Comparison of Bra_Rl and related sequences.The completion of microbial genome sequences has revealed that some species contain multiple HAAT paralogues. For example, a search of the Deinococcus radiodurans and Archaeoglobus fulgidus sequences revealed four HAAT paralogues in each (25). Therefore, the incidence of HAAT proteins in rhizobia was investigated. A search of the complete genome sequences of S. meliloti and M. loti indicated that each has at least five complete operons resembling HAAT operons and three or four “orphan” BraC-like binding proteins (allocated gene no. mll1986, mlr7182, mlr7721, mlr9716, Sma0576, SMc00078, and Smc00513; see http://sequence.toulouse.inra.fr/meliloti.html and http://www.kazusa.or.jp/rhizobase/ ). A similar search of the Agrobacterium tumefaciens genome sequence revealed seven complete operons resembling HAAT operons, with two located on the At plasmid and the remainder distributed on the two chromosomes.
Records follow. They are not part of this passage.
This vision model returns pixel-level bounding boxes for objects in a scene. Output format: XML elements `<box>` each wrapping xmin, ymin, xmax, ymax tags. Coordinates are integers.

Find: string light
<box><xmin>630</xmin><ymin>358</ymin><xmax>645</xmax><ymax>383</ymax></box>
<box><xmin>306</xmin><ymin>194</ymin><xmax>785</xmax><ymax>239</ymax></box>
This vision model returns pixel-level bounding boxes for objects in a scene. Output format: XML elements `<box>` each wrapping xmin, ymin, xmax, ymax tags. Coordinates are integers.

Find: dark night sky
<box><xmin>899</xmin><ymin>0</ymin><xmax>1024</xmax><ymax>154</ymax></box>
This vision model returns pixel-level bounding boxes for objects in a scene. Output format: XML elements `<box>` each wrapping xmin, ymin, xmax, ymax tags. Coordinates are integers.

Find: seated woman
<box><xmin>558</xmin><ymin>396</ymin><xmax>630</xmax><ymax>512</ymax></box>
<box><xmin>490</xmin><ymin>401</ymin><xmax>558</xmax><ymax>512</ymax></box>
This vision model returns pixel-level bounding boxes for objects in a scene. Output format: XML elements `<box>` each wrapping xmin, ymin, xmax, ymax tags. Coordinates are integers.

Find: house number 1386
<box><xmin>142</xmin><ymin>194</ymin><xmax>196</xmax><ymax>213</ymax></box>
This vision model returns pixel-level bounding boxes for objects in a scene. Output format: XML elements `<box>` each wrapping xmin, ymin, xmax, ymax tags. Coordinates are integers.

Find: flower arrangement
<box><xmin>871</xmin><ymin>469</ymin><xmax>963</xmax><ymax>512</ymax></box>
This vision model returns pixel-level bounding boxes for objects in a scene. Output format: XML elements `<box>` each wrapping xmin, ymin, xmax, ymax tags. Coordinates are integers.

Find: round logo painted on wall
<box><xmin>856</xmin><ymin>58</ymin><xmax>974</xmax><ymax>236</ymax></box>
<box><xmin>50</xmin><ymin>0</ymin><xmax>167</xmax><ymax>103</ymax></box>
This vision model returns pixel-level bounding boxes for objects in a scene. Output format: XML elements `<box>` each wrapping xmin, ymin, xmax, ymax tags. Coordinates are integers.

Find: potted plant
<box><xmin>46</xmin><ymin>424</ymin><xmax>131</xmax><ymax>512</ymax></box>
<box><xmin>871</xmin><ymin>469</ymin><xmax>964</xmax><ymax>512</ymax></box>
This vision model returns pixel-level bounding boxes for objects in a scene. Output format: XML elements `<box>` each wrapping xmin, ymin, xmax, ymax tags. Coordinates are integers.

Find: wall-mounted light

The sequences of BraF_Rl and BraG_Rl were aligned with the HAAT-like ABC proteins from S. meliloti, M. loti, Agrobacterium tumefaciens, P. aeruginosa, and E. coli (Fig. 6). The resulting tree indicates that Bra_Rl has the highest identity to the Liv_Ec and Bra_Pa transporters, with orthologues in the sequenced rhizobia and Agrobacterium tumefaciens (SMc01948/9, mll3974/5, and Atu2424/5).